The National Academy of Sciences (NAS) is a private, non-profit society of distinguished scholars established by an Act of Congress signed by President Abraham Lincoln in 1863. The academy is charged with providing independent, objective advice to the nation on matters related to science and technology. Scientists are elected by their peers to membership in the NAS for outstanding contributions to research.

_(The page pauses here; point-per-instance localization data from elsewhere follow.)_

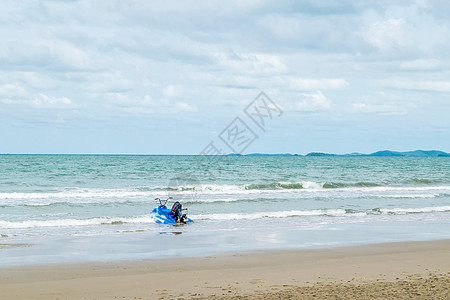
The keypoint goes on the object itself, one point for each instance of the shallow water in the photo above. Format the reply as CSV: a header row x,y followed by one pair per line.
x,y
76,207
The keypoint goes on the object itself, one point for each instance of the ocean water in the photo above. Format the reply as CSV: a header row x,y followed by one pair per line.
x,y
97,207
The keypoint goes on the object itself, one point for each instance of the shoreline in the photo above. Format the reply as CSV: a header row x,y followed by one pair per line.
x,y
239,274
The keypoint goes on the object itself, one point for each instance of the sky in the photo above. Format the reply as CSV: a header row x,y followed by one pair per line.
x,y
177,77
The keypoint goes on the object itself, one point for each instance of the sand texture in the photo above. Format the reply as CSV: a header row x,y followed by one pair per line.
x,y
410,270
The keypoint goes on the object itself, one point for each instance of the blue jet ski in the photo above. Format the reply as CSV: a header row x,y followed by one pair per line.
x,y
162,214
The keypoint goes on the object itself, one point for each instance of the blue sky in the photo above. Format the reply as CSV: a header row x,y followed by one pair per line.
x,y
167,77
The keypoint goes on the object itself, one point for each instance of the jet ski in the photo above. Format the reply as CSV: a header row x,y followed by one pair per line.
x,y
164,215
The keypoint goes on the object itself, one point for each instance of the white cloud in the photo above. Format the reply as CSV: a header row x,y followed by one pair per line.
x,y
381,109
253,63
181,106
12,91
318,84
421,65
44,101
435,86
312,102
173,91
388,34
147,105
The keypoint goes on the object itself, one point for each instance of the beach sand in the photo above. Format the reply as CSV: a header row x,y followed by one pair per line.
x,y
406,270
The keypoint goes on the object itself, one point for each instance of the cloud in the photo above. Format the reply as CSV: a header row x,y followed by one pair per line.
x,y
421,65
434,86
314,84
311,102
253,63
44,101
388,35
147,105
380,109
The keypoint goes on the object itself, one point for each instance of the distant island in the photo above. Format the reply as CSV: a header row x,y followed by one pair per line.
x,y
416,153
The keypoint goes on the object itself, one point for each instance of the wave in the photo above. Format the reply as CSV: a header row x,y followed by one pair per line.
x,y
279,214
345,213
195,192
75,222
404,211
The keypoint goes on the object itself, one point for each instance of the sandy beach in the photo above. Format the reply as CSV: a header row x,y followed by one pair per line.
x,y
406,270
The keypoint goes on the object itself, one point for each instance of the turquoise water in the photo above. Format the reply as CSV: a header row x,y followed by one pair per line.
x,y
237,203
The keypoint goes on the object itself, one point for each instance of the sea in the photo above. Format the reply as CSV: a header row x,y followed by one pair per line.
x,y
71,208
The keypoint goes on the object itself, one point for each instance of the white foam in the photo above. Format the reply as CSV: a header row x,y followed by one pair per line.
x,y
73,222
278,214
402,211
408,196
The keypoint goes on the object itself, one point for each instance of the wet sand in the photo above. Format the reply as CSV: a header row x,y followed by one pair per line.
x,y
407,270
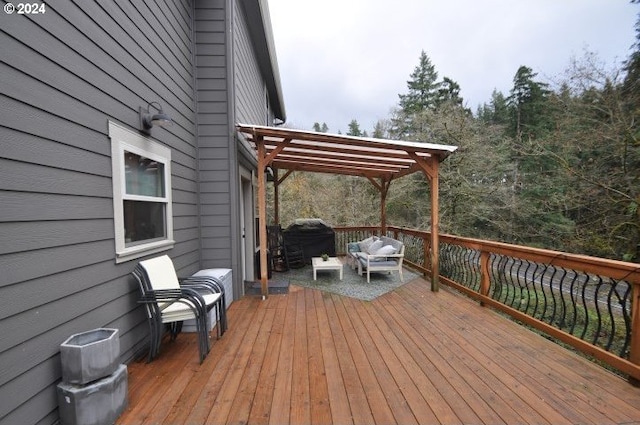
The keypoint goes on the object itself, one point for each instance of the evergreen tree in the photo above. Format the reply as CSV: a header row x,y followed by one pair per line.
x,y
320,128
448,92
527,103
354,129
496,111
423,87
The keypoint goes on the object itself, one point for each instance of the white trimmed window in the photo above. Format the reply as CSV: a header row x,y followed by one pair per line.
x,y
141,194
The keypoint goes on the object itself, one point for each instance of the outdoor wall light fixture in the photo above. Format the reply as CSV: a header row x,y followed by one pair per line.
x,y
148,120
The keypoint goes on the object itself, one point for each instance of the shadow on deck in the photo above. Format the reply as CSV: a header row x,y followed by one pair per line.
x,y
410,356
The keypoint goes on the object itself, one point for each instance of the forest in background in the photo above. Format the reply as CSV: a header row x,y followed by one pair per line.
x,y
551,164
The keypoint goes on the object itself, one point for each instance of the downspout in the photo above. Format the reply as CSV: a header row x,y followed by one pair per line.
x,y
234,192
196,133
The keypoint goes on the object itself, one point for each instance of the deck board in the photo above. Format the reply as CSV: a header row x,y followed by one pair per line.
x,y
410,356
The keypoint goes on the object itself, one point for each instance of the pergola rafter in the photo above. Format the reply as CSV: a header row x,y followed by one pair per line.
x,y
380,161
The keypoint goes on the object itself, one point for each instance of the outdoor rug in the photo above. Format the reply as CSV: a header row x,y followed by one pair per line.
x,y
351,285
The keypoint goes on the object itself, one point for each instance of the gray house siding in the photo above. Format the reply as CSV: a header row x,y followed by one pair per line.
x,y
65,74
231,88
213,133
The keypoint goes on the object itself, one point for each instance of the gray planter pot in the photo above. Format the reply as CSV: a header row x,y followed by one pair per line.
x,y
98,403
90,355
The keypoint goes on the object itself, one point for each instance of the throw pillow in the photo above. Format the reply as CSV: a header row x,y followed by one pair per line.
x,y
364,245
385,250
374,247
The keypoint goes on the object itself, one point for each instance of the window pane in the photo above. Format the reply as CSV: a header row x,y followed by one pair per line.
x,y
143,221
143,176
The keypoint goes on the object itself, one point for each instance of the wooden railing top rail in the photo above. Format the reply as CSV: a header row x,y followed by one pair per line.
x,y
620,270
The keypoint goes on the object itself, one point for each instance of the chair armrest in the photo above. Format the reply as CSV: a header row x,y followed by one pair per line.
x,y
209,282
172,296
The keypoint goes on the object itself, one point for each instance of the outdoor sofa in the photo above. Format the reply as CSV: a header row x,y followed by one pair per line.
x,y
376,254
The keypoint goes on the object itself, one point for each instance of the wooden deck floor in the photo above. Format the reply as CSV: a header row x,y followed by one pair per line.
x,y
411,356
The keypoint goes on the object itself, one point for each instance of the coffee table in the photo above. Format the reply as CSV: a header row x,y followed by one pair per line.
x,y
331,264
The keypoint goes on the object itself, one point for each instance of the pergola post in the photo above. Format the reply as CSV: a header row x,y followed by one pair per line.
x,y
384,189
435,227
276,197
262,214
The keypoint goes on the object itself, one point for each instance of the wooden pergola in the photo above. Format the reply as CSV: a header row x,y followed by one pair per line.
x,y
378,160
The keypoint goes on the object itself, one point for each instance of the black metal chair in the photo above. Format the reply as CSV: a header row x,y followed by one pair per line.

NAS is committed to furthering science in America, and its members are active contributors to the international scientific community. Nearly 500 members of the NAS have won Nobel Prizes. This year’s group, which also includes 25 non-voting associate members, citizens of foreign countries, brings the total number of active members to 2,347 and the total number of foreign associates to 487. The society’s journal, Proceedings of the National Academy of Sciences, founded in 1914, is one of the premier international journals publishing results of original research.

In 2018, Lila received the American Chemical Society’s Ralph F. Hirschmann Award in Peptide Chemistry for “her seminal contributions to peptide structure and function, peptide models for protein folding and function, and roles of peptide and protein aggregation in disease.” In 2016, she was elected to the American Academy of Arts and Sciences. That same year, the American Society for Biochemistry and Molecular Biology named her editor in chief of the Journal of Biological Chemistry, the society’s flagship journal, for a five-year term. In 2014, she was named to the National Institutes of Health Council of Councils, established to advise the NIH director on policies and activities of the Division of Program Coordination, Planning and Strategic Initiatives, which includes making recommendations on research that represents important areas of emerging scientific opportunities, rising public health challenges or knowledge gaps that deserve special emphasis or would otherwise benefit from strategic planning and coordination.